Despite the circumstances of the baby's death, an inquest was never held.
One of the witnesses, Chris Dean, was not interviewed by police until 1991, and another, Ronald Stratford, was not interviewed until four or five years ago.
Tania Dryden, who was 14 at the time, cannot recall what she told police but says it was probably very little.
The youngest of the witnesses, a 12-year-old at the time, says she was in such shock she cannot remember whether police ever interviewed her. Only months after the baby's death, she was repeatedly raped by Bailey.
She fought for 14 years to get police to prosecute him, but it wasn't until the Solicitor General intervened that Bailey was charged with two rapes, which he admitted.
He was sentenced in July this year to three years in jail on each charge, to be served concurrently.
The Sensible Sentencing Trust plans to appeal, seeking longer sentences to be served cumulatively.
Mr Conradson said yesterday he was waiting to hear the results of a police investigation into Linda's death before deciding whether to take the matter further.
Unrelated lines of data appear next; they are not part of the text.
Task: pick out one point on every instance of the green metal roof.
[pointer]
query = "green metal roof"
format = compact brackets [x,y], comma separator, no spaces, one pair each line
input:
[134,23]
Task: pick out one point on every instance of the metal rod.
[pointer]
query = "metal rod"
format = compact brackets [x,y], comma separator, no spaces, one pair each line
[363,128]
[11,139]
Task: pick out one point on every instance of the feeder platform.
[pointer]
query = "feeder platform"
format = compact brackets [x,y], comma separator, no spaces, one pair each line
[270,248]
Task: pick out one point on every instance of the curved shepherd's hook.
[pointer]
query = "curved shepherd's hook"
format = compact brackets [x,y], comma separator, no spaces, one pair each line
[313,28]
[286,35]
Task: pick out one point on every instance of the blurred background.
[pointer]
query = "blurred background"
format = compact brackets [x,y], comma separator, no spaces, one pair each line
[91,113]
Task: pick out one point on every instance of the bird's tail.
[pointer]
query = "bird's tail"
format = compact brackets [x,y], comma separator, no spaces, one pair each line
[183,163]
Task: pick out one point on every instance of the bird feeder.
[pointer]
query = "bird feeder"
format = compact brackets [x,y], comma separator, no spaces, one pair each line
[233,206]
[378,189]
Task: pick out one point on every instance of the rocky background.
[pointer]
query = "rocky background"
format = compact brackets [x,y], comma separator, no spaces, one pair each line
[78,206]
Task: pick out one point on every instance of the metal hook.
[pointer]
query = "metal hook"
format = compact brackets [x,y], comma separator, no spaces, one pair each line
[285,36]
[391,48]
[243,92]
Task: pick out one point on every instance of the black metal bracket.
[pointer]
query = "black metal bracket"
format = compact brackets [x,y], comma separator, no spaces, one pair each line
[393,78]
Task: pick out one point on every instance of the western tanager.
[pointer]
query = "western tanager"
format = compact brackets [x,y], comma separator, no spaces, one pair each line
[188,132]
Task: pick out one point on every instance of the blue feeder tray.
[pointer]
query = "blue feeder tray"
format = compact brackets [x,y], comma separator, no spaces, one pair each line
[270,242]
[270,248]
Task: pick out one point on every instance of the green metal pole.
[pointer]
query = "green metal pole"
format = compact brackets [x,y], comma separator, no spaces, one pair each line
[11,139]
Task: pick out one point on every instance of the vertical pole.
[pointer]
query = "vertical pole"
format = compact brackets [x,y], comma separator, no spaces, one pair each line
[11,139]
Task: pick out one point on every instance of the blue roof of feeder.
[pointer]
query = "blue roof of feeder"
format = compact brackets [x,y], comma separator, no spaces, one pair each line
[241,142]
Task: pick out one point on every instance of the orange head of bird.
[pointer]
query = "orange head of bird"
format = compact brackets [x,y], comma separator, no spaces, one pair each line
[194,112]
It all depended on whether police planned to prosecute Bailey over any alleged involvement in the death.
The results of the investigation have been forwarded to a senior southern police chief who has yet to decide what, if any action, to take.
"I can't decide anything in advance but I do, under the new legislation, need to take into account the rumours and suspicion surrounding this case," Mr Conradson said.